Échale un galgoRicardo Morales Jiménez
échale un galgo

La mejor tortilla del mundo no prevalecerá

Renunciar a la patria chica del paladar, adoctrinado sabiamente durante décadas, es la batalla de la madurez que nadie en su sano juicio quiere emprender

Actualizada 20:01

En los últimos años, cada vez que mi madre hace tortilla de patatas –huelga decir que es la mejor del mundo–, trato de estar cerca de ella.
Alguna vez he ido incluso con un pequeño bloc de notas, anotando punto por punto los pasos a seguir para conseguir exactamente el mismo resultado que el de su mano experta, con la que lleva obsequiándonos al clan Morales Jiménez desde hace 32 años.
La mayor parte de las veces, entre cigarros y cervezas sin alcohol por su parte, se suceden conversaciones triviales o asuntos peliagudos sobre la situación familiar, el amor, la política o la secesión, mientras los alimentos se van preparando a media potencia.
Ella, despistada, entretenida con algún vídeo que solamente hace reír a los boomers, rocía con sal las patatas doradas, bate los huevos, le echa un chorrito de leche entera mientras apura la colilla y regula el aceite de oliva. Y yo, atento a cada movimiento, haciendo repaso mental de ese vals con delantal, pienso que algún día podré reproducirla exactamente igual que como las hacía ella cuando ya no esté.
Al principio el interés por emular las tortillas de mi madre era puramente competitivo. ¡Lo haré mejor si dejo la cebolla –diga lo que diga Dabiz Muñoz– un par de minutos más! ¡El toque vacuno es prescindible! ¡Seguro que si la cuajo un poco menos quedará todavía más jugosa! Fracaso tras fracaso. Mis tortillas saben a mí. Son aceptadas por el público amigo, siempre benevolente con lo circunstancial, pero en ningún caso llegan a la altura de las pequeñas obras culinarias de mi madre.
Exactamente lo mismo le sucede a ella cuando, alguna vez, se ha atrevido a hacer caldo con pelotas, como el que hace mi abuela en Navidad. Y de la misma forma le pasa a la abuela cuando quería regalarnos los churros caseros que hacía mi bisabuela para la madrugada del Viernes Santo.
«No me quedan igual que a la chacha Isabel, nene. Ya lo siento».
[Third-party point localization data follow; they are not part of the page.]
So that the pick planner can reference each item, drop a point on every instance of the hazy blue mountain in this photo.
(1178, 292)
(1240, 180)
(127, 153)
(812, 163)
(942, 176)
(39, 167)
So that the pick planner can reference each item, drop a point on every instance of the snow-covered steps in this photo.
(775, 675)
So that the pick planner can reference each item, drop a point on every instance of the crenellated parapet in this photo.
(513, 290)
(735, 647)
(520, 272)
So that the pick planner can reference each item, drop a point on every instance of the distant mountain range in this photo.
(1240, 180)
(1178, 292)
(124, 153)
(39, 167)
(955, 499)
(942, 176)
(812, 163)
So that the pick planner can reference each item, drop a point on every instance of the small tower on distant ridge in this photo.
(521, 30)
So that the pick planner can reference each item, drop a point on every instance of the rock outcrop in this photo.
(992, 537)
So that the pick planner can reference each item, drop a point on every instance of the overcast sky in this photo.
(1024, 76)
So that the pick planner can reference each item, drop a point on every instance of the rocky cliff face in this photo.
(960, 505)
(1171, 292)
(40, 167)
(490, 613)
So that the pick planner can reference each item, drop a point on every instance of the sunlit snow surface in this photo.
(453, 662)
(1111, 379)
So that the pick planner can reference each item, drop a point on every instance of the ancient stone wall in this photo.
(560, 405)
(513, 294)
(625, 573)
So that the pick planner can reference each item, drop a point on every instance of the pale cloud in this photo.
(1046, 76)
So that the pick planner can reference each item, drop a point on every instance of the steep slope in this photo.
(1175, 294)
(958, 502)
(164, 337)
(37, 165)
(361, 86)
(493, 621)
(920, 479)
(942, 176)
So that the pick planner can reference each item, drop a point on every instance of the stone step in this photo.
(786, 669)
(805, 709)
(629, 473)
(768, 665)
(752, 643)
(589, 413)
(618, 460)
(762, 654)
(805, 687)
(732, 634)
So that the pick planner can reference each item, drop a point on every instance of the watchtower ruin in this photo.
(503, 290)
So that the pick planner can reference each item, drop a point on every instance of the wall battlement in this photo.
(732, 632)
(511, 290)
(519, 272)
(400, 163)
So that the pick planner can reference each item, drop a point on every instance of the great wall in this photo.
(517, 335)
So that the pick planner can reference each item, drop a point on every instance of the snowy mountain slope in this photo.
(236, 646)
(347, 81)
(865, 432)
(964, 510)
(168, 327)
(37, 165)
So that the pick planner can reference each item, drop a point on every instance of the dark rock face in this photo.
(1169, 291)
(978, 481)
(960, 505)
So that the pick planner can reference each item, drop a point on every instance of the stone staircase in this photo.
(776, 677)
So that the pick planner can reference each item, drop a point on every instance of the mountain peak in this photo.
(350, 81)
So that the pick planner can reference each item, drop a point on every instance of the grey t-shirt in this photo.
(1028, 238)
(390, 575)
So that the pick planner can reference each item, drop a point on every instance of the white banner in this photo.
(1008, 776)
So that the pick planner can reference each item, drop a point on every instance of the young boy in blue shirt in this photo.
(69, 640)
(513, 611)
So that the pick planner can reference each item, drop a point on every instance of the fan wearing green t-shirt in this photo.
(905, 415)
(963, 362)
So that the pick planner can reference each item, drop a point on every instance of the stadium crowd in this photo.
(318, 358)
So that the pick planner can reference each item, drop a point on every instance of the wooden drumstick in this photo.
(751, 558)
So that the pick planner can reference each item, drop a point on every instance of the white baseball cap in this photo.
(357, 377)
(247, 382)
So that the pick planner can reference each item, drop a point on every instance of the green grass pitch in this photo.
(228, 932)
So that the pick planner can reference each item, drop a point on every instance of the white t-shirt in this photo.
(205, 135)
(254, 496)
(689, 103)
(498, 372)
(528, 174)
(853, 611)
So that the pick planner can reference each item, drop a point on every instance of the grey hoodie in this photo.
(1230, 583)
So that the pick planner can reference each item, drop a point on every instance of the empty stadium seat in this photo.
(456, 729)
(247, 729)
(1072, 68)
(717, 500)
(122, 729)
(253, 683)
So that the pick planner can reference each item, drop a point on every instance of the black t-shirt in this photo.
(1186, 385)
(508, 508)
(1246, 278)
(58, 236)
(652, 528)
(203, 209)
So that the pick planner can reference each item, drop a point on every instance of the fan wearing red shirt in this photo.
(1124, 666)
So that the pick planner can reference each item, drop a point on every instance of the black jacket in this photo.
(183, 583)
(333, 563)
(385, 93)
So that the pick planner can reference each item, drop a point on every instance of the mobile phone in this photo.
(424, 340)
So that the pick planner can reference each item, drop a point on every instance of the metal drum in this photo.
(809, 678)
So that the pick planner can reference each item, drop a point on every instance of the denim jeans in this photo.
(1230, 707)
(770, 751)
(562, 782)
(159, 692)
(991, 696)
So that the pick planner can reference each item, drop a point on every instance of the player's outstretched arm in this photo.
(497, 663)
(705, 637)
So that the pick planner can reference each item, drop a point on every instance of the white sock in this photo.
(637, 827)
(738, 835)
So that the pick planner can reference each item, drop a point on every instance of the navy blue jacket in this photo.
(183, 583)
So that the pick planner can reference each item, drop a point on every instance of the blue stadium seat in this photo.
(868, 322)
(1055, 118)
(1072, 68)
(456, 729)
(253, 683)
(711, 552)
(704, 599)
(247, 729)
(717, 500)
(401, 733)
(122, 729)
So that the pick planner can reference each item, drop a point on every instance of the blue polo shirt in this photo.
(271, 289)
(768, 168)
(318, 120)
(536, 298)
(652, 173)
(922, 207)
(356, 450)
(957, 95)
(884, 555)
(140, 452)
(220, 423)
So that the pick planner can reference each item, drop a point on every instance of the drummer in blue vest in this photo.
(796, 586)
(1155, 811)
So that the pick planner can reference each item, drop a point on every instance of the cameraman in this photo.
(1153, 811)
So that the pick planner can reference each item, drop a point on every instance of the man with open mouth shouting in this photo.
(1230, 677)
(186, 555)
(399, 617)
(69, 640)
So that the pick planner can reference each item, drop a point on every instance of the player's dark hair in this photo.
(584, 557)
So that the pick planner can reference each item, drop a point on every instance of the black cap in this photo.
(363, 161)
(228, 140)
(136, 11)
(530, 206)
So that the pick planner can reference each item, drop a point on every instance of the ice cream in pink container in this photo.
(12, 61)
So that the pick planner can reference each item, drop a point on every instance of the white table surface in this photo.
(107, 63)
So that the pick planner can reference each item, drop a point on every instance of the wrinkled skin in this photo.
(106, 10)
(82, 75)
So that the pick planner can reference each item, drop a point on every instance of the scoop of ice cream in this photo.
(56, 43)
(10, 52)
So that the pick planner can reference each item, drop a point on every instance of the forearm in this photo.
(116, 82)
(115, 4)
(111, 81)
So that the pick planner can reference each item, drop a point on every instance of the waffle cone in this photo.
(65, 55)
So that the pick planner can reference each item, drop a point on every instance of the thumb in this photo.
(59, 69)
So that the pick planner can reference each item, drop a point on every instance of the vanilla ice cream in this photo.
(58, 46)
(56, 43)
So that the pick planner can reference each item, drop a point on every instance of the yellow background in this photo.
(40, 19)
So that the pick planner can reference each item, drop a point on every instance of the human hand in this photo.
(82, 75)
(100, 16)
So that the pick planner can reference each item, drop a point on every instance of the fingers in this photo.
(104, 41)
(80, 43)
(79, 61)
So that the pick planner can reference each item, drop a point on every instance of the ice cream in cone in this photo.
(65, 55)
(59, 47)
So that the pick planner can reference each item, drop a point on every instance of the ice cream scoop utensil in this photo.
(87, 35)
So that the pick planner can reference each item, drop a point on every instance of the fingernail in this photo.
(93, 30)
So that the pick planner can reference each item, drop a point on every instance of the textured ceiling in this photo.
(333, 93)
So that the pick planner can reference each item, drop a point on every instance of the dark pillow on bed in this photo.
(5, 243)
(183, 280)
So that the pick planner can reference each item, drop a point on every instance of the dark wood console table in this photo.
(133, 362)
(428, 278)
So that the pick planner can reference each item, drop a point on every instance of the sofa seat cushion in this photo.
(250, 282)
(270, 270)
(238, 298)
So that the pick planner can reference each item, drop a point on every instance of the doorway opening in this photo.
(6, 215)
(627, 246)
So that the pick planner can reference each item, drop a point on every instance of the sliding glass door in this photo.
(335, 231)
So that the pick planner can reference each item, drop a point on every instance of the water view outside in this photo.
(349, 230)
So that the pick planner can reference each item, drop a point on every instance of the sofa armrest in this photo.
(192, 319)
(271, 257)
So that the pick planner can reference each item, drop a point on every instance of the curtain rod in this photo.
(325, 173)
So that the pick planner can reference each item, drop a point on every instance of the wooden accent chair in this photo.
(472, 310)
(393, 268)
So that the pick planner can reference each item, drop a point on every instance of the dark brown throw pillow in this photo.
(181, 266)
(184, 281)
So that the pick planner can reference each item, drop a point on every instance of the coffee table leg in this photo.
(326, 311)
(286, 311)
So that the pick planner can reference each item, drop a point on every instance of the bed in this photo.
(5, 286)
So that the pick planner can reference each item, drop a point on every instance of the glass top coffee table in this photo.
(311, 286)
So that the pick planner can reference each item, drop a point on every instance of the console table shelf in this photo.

Cumplir años lleva implícito el saber ir despidiéndose, poco a poco, de aquello que ineludiblemente dejará de existir más pronto que tarde

Hay algo, en la transmisión de las recetas caseras, que se pierde cuando la persona que ejecuta, casi por ciencia infusa, unos pasos únicos para el disfrute de los demás, desaparece. Hay un eslabón, que tiene su peso en vísceras, músculos, alma y huesos, que se desvanece cuando la persona en cuestión se convierte en un recuerdo. Y con ello, como si el porvenir fuera un adicto a los juegos del trile, nos esconde un paso minúsculo que es la máxima expresión del sabor que te ofrecía tu madre, abuela o bisabuela.
Cumplir años lleva implícito el saber ir despidiéndose, poco a poco, como una sobremesa en verano, de aquello que ineludiblemente dejará de existir más pronto que tarde.
Renunciar a la patria chica del paladar, adoctrinado sabiamente durante décadas, es la batalla de la madurez que nadie en su sano juicio quiere emprender.
Por eso hoy es buen momento para reclamarle que vuelva a hacerla una vez más, sabiendo que no hay mejor moneda de cambio que un sencillo: «te has superado, mamá».
La dictadura del SEO indica que este artículo tendría que ser publicado, con sus etiquetas correspondientes, en el Día de la Madre. ¡Que les zurzan a Larry Page, a Serguéi Brin y a sus arañas cibernéticas, que ni siquiera saben de lo que les estoy hablando! Este día de noviembre es tan bueno como cualquier otro para recordar lo que dejará de ser y mostrarnos agradecidos con lo que todavía es y algún día fue. Sin que sirva de precedente, puede que las tazas de Mr. Wonderful tengan razón en el plano ontológico cuando serigrafían aquello de que madre solamente hay una, y tortillas como la suya, las mejores del mundo para cada uno de nosotros, es terreno sagrado ante el que hay que aflojarse el pantalón para hacerle hueco una vez más.